‘Indiscipline, Tory spending and complacency could still derail the election’

Parmjit Dhanda

Like many people I’ve been visiting marginal seats and by-elections over the past couple of years. Yes, there is great promise, but the deal is not sealed.

Mid-Bedfordshire felt great to be a part of, Wellingborough was wonderful. But in both seats and several others we’ve had disgraced Tory MPs to help us on our way.

The Tories have been their own worst enemies

Whether it’s tractor porn, partying through lockdown, abusing your staff or just being Nadine Dorries – the Tories have been their own worst enemy and are likely to choose better for the general election.

So it worries me when I hear people say that the general election is cut and dried, a foregone conclusion, a slam dunk even.

Let me remind Labour colleagues of a few reasons why we cannot afford any sense of complacency for the rest of 2024, or perhaps even in to early 2025.

The ghosts of 1992

That election in 1992 is one that most analysts recall as an opportunity lost for Labour. The country had endured thirteen years of Conservative government under Margaret Thatcher and John Major.

Recessions, mass unemployment, riots in our major cities and civil unrest as the imposition of a poll tax loomed in England (already imposed in Scotland, and never forgiven). And yet the polls tightened in the final days (as they so often do) and the Conservatives held on with a majority of 21 seats.

The Tories went in to the 2015 general election without a majority at all. They had imposed austerity and the trebling of tuition fees.

We’ve come a long way since 2019

Again, there was civil disobedience and rioting in our streets –  no great love for the Tory led government in our country – yet their share of the vote rose to 37% and they were returned with an outright majority of ten seats. The pollsters got that one spectacularly wrong.
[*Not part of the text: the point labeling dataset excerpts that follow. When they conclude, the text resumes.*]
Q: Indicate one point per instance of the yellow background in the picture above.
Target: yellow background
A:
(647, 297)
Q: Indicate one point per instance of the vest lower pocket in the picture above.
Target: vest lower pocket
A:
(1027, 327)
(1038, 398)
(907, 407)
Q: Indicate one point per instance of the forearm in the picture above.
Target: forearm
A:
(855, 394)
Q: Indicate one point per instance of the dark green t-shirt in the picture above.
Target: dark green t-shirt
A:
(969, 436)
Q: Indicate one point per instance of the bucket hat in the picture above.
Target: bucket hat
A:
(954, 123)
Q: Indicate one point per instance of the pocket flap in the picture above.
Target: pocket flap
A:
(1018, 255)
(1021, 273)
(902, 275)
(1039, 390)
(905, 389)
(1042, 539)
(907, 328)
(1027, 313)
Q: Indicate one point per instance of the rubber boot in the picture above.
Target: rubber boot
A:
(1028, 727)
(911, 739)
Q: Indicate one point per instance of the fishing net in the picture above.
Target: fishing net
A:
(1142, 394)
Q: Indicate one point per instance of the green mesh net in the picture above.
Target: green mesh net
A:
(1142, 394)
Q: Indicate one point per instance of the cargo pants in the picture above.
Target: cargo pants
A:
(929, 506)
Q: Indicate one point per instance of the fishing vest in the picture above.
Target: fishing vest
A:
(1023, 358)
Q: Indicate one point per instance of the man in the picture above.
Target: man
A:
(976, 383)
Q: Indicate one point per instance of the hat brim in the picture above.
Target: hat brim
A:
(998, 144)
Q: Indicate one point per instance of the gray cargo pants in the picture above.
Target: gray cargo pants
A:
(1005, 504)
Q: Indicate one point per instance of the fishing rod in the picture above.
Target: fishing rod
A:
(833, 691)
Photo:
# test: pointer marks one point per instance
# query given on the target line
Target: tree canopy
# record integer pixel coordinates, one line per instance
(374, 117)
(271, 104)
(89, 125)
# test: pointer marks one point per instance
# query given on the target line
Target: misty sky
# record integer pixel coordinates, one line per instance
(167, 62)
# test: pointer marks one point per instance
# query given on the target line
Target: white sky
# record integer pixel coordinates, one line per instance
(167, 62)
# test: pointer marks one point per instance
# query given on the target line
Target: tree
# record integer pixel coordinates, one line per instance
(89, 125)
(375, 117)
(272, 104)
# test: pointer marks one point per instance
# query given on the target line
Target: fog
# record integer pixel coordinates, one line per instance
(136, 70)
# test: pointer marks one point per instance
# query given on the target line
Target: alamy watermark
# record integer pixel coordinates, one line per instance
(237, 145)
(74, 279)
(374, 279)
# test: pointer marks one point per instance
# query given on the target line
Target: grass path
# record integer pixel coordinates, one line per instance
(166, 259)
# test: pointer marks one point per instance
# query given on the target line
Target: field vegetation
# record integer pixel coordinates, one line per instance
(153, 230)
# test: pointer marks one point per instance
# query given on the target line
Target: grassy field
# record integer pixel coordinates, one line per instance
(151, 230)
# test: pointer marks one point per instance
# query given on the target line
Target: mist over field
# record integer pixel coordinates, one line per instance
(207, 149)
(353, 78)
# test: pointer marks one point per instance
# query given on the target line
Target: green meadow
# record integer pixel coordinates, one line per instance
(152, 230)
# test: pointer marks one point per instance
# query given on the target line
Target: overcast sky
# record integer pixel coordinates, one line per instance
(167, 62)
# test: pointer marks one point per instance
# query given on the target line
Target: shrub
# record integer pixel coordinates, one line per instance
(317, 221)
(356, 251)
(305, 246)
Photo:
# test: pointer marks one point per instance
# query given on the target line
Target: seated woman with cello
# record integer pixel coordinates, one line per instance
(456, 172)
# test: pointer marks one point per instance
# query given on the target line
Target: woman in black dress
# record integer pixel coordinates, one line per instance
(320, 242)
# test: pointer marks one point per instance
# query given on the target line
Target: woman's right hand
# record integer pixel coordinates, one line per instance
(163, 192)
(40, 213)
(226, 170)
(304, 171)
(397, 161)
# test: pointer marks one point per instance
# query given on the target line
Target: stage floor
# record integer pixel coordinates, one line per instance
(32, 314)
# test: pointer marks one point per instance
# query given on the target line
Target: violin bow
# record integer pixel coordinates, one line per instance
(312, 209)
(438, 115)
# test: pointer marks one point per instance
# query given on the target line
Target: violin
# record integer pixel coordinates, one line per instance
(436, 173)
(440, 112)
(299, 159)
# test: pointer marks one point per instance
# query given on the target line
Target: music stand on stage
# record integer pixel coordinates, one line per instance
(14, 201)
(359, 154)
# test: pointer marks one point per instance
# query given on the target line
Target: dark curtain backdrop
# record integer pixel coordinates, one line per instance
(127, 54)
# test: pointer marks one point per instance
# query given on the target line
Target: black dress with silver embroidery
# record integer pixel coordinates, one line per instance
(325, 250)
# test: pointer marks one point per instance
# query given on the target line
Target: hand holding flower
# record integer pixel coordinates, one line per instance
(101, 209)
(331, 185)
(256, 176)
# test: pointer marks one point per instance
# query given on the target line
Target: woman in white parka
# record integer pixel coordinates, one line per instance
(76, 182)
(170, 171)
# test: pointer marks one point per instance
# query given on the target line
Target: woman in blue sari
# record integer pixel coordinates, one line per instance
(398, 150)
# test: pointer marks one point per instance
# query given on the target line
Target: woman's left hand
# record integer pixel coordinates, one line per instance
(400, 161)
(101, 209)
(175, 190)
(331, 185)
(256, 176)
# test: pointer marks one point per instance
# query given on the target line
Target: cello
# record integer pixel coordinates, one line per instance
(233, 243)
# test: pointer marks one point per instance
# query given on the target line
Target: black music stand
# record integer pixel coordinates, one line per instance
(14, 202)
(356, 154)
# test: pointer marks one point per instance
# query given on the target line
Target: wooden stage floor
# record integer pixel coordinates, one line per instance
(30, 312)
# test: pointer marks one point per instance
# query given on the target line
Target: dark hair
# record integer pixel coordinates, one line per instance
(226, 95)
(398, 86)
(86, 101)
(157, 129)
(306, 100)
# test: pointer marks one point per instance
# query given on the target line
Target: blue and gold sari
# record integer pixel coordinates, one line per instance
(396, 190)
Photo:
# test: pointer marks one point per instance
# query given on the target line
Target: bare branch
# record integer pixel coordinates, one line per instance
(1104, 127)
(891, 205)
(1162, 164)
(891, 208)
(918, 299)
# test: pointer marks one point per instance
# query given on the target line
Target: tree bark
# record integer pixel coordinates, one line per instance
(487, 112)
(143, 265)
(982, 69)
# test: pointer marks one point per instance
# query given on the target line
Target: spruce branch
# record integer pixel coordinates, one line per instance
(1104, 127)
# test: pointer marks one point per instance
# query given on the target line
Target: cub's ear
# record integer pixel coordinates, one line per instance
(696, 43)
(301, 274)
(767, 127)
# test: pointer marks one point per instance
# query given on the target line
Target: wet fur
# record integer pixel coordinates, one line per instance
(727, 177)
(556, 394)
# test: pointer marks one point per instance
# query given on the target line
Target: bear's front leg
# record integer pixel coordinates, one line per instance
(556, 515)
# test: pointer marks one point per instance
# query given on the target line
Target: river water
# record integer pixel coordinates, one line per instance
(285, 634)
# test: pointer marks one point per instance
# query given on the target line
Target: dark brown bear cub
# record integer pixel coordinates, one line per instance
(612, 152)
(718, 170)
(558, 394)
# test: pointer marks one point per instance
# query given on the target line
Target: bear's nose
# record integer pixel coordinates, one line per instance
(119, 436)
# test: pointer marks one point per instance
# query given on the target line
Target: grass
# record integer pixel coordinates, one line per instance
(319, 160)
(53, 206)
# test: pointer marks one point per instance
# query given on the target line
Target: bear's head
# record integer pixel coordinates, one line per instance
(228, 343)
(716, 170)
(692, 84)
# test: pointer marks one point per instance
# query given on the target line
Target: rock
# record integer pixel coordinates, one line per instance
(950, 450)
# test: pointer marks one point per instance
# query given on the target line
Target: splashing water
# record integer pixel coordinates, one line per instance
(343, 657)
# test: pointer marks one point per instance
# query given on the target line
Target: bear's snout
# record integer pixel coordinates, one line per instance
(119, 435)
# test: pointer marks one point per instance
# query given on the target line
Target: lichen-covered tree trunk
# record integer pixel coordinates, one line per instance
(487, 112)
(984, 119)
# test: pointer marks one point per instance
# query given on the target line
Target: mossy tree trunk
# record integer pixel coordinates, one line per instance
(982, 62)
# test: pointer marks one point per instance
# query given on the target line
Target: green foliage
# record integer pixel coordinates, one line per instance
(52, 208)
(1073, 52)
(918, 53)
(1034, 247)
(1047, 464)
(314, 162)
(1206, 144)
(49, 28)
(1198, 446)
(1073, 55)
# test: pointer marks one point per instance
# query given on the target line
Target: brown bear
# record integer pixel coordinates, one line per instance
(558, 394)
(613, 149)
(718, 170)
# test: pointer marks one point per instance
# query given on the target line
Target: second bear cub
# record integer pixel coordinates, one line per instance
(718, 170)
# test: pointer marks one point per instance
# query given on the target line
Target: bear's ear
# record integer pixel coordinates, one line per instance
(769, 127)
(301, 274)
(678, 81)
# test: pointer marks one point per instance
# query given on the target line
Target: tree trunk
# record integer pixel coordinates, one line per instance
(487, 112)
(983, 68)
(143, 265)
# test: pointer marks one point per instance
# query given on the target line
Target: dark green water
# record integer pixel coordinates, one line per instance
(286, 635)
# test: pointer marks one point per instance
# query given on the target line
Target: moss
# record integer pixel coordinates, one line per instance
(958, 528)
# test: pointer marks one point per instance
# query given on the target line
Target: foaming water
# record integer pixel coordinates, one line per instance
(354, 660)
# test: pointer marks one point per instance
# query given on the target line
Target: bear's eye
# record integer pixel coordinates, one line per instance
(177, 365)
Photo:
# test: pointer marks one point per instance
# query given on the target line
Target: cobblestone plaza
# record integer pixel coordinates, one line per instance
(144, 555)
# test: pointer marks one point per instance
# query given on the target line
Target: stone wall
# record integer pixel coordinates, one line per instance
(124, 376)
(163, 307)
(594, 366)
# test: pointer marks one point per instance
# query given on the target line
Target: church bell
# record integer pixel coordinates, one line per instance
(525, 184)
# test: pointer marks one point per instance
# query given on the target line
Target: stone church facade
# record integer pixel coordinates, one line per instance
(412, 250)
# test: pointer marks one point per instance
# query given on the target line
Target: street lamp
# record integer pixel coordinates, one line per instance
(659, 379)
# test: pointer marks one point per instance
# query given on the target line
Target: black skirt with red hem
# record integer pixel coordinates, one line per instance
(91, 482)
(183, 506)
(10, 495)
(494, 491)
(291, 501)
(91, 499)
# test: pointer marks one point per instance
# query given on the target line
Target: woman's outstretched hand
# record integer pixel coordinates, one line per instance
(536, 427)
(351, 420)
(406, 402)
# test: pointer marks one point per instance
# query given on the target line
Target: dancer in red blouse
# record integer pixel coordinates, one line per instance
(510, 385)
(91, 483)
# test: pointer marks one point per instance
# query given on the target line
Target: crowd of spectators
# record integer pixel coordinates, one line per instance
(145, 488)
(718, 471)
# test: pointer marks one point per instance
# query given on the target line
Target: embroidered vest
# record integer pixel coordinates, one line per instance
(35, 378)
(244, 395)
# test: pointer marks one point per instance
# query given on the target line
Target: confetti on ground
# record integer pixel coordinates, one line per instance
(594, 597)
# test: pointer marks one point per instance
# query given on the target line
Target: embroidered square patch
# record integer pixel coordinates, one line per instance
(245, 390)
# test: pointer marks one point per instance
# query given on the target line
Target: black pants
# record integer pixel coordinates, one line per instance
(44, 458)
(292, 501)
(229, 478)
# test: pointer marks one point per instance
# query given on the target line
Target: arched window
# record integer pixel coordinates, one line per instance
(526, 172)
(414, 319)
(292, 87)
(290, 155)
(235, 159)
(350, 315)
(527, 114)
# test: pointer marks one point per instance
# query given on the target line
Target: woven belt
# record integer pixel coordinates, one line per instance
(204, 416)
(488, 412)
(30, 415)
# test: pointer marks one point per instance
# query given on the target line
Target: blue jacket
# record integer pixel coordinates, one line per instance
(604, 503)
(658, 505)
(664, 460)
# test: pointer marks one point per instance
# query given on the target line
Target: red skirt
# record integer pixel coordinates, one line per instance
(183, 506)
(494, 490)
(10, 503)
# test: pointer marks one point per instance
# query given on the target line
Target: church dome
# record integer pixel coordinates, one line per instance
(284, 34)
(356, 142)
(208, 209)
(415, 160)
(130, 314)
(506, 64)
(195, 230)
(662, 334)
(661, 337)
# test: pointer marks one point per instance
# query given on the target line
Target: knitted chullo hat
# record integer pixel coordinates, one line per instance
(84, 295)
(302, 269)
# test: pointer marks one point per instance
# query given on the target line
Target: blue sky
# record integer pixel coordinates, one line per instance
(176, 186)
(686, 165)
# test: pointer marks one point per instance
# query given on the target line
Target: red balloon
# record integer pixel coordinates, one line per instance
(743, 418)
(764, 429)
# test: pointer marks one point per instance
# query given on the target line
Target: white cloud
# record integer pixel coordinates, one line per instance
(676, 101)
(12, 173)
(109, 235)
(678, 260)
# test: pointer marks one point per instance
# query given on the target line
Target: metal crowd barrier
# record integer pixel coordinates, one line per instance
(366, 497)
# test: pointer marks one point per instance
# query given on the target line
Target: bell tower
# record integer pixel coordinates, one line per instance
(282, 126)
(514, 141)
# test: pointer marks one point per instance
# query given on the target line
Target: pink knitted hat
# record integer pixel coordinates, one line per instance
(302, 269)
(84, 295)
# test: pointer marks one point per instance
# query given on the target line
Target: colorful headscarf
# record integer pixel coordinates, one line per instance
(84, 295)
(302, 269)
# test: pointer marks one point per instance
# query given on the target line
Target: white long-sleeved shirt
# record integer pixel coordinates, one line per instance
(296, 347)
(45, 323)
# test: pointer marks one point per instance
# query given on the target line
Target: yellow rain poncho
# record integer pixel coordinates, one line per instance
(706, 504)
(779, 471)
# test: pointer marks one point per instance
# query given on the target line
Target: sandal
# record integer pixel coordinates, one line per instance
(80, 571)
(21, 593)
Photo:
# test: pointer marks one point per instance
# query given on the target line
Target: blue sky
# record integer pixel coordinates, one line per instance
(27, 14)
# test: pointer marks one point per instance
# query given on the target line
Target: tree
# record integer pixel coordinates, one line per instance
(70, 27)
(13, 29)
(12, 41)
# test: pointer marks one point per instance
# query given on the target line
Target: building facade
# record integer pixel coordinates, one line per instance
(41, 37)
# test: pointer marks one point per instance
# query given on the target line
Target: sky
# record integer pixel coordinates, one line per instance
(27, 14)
The subsequent two general elections took Labour on a journey to existential crisis. So, in normal times the idea that we could turn the calamitous election defeat of 2019 in to victory in a single leap with a swing of 12.7% would be laughable.

It’s a tribute to Keir Starmer that we’re considering the possibility of it happening in the first place.

By-election record not as steady as it seems

Despite Labour having an excellent candidate in Uxbridge and the help of thousands of volunteers, we couldn’t win there, although accepting the fact the ULEZ was a deciding factor.

We ran a brilliant campaign in Kingswood and won. My friend and former colleague Roger Berry held this marginal seat for Labour (albeit on slightly different boundaries) from 1992 to 2010.

Yet we only won by 2,501 votes at the by-election. This is one of those seats that  usually goes  Labour when we win general elections, so this is evidence that this is going to be tougher than many people think.

So, what more can we do?

We’ve established that polls usually tighten as we get to polling day. If we have a winter election we have the added challenge of knowing that historically it has been harder to get our voters out.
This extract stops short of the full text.